朝、昨日と打って変わって曇り顔でいる母に何かあったのか訊ねたら、こんなことを言うので、茂男さんは最初、笑い飛ばした。

「なんだ。ますます子どもみたいなことを言い出した! それは、修学旅行で中学生が幽霊を見るのと同じだ。
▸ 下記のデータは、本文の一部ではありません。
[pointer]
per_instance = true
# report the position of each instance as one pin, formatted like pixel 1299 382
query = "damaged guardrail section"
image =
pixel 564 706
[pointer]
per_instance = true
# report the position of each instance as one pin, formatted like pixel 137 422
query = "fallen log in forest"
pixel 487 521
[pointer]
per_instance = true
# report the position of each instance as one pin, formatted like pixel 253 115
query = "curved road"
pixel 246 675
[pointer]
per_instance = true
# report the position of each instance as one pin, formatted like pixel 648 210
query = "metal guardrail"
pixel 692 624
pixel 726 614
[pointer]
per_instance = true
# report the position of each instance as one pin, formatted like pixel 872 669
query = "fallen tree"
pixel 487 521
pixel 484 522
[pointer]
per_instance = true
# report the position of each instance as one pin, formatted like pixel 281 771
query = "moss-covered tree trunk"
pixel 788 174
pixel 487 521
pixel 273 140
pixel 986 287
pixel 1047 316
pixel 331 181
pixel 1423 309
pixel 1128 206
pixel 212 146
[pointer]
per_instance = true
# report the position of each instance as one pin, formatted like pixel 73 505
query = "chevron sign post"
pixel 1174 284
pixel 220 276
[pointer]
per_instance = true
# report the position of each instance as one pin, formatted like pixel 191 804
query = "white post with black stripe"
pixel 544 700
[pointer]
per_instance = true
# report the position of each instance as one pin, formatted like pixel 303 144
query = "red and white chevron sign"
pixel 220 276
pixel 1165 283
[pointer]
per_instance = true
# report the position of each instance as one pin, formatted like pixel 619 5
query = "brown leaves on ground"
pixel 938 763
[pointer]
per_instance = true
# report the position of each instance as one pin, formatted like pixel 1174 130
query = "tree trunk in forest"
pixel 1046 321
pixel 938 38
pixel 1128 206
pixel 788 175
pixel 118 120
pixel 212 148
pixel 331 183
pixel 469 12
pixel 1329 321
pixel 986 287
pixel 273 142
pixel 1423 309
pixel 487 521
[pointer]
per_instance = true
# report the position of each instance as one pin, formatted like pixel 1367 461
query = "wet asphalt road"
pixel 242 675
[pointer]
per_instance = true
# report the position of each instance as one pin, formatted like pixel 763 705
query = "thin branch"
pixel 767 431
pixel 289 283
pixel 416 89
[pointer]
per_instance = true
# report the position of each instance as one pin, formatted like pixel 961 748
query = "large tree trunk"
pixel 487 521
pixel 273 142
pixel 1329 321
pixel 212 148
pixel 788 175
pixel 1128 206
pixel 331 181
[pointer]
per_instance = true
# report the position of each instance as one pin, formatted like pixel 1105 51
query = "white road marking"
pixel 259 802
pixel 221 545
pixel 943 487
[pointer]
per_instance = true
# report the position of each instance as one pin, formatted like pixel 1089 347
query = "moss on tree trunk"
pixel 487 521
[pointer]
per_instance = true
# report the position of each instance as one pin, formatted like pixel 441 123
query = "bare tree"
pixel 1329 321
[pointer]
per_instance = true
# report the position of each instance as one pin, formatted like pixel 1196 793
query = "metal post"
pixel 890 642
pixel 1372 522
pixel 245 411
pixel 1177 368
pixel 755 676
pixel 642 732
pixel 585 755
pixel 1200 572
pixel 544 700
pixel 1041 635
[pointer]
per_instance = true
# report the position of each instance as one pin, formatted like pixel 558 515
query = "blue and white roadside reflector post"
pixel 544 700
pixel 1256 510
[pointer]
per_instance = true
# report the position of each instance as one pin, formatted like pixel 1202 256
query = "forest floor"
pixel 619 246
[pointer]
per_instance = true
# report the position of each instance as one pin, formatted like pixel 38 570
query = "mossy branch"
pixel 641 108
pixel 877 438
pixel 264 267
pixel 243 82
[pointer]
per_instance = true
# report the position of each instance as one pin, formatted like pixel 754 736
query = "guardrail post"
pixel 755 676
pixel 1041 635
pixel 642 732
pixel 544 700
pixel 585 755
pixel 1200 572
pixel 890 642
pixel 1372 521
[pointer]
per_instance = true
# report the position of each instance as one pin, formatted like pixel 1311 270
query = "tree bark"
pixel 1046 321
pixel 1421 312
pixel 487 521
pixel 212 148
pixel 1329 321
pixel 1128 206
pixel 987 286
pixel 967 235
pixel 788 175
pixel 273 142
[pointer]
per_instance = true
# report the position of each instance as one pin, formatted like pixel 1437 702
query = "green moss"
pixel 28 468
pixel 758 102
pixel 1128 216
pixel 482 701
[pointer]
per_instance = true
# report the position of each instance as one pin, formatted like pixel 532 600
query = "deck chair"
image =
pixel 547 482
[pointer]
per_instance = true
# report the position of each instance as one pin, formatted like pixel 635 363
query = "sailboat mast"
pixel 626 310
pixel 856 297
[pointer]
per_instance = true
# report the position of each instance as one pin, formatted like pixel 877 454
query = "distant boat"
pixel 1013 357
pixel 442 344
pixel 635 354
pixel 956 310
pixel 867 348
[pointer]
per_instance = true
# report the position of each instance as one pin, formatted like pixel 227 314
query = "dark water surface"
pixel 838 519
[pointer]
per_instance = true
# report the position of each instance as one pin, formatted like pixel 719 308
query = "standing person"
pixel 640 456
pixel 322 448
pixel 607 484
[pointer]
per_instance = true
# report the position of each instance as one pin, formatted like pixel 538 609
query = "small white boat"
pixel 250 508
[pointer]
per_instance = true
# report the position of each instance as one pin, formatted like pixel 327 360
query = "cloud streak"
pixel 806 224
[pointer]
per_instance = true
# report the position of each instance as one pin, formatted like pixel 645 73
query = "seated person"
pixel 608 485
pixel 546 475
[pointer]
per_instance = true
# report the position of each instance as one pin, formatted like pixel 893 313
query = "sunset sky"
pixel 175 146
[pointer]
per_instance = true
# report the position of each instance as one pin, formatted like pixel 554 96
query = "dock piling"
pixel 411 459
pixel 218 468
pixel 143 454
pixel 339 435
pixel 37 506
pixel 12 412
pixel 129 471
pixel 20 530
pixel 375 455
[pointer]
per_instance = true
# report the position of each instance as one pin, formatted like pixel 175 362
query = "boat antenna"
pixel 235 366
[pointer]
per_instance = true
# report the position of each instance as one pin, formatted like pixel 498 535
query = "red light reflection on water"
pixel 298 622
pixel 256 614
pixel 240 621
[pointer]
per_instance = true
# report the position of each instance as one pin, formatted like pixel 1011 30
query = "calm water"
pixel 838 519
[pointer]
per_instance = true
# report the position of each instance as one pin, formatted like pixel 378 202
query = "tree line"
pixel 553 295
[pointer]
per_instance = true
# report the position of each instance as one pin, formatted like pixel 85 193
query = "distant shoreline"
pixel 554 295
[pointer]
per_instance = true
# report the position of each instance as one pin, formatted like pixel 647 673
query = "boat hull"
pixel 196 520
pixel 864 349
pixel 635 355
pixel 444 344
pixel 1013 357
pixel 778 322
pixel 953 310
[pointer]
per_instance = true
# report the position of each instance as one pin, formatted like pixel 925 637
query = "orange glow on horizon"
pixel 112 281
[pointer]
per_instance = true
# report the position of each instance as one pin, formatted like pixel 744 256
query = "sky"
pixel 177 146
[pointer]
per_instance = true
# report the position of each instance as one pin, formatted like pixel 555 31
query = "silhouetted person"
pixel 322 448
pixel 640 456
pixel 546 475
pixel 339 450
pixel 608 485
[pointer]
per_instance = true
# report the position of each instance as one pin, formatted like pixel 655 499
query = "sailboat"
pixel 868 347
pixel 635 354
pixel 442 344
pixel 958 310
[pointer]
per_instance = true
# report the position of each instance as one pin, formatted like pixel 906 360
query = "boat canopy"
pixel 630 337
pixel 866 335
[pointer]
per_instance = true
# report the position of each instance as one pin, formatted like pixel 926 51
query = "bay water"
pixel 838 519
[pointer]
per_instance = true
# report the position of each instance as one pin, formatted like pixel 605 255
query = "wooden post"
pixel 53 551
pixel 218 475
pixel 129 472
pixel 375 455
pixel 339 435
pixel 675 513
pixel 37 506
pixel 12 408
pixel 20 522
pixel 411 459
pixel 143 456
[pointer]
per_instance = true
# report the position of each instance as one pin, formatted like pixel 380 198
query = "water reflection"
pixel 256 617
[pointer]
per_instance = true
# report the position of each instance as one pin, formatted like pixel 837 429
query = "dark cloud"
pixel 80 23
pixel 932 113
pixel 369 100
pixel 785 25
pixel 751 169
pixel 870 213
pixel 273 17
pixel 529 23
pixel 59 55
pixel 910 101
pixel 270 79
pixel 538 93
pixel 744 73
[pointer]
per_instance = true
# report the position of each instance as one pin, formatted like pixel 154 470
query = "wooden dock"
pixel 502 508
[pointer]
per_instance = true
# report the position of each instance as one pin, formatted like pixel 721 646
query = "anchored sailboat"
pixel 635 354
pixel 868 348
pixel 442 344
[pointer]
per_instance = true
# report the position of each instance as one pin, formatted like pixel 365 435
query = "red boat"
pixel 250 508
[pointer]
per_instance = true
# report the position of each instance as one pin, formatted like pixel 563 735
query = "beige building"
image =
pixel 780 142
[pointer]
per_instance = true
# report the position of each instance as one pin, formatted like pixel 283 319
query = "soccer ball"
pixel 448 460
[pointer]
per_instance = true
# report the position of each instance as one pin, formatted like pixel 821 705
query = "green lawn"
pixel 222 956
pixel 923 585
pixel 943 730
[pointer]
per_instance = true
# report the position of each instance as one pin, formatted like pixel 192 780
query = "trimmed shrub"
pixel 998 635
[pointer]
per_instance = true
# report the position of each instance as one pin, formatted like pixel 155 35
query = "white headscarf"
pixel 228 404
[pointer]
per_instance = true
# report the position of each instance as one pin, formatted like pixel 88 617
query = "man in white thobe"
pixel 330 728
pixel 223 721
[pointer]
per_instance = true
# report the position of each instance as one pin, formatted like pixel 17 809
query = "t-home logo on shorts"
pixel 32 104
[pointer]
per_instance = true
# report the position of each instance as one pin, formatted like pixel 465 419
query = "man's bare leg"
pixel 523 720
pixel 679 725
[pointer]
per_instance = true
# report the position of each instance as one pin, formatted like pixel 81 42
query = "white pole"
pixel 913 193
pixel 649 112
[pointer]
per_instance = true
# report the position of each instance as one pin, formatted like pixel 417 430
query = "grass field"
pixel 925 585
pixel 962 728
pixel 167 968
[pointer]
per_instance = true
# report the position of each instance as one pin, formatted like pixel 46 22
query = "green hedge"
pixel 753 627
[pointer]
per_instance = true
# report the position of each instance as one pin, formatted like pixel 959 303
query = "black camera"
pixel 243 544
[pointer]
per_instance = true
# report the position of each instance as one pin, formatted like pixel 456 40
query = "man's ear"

興奮したせいだろう」
「違うよ! 気配と足音で目が覚めて、初めは夢だろうて思うたったども、いつまでもミシミシミシミシ歩いてるすけ、目ぇ開けてみたんだ」
「そしたら? 何にもいなかったろ?」
「ううん! 髪の長い女が頭の上から私の顔覗き込んたった! 真っ青な顔が光って見えた。おっかのうてすぐ布団顔まで引きあげて目ぇ瞑ったすけ、後のことはわからねえけど……。気がついたら朝になったった」
「ハハハ! やっぱり夢を見たんだよ」
「……水辺には霊が出やしいというでねっか?」
「水辺? 岸辺まで少なく見積もっても200メートルはあるよ? それより、今日も母さんは仕事が休みだろう? どうする?」
「片づけするに決まっとる。あんたもやりなっせ」
「そう言うと思った。昼頃に小林さんが手伝いに来るって」

小林さんというのは茂男さんの婚約者で、彼は彼女と2人だけのときは「礼奈」と呼んでいる。

「まだ嫁だばねばて、デートしてきまれ!」
「かえって気を遣わせるよ。今からお互い慣れておいた方がいい」
「今かきゃて、あと3月もあら。……夢みてじゃ」

茂男さんは少し黙った。
会話の途中でふと「夢のようだ」と独りごちた母の気分がわかってしまったのだ。この20年余り母とつむいできた歴史を思い返せば、礼奈さんと結婚することになってからの新しい日々は夢のようだったし、遠からず家族が増えるということも家の建て替えも、なんだか嘘みたいな気がした。

「……きっと、ふだんと違う気分でいるからオバケを見たんだよ」

茂男さんがそう言うと、母が件のオバケを思い出したのか、一瞬顔をしかめて、「なんがが枕もどば歩き回っていたのは本当だし!」と頑固そうにつぶやいた。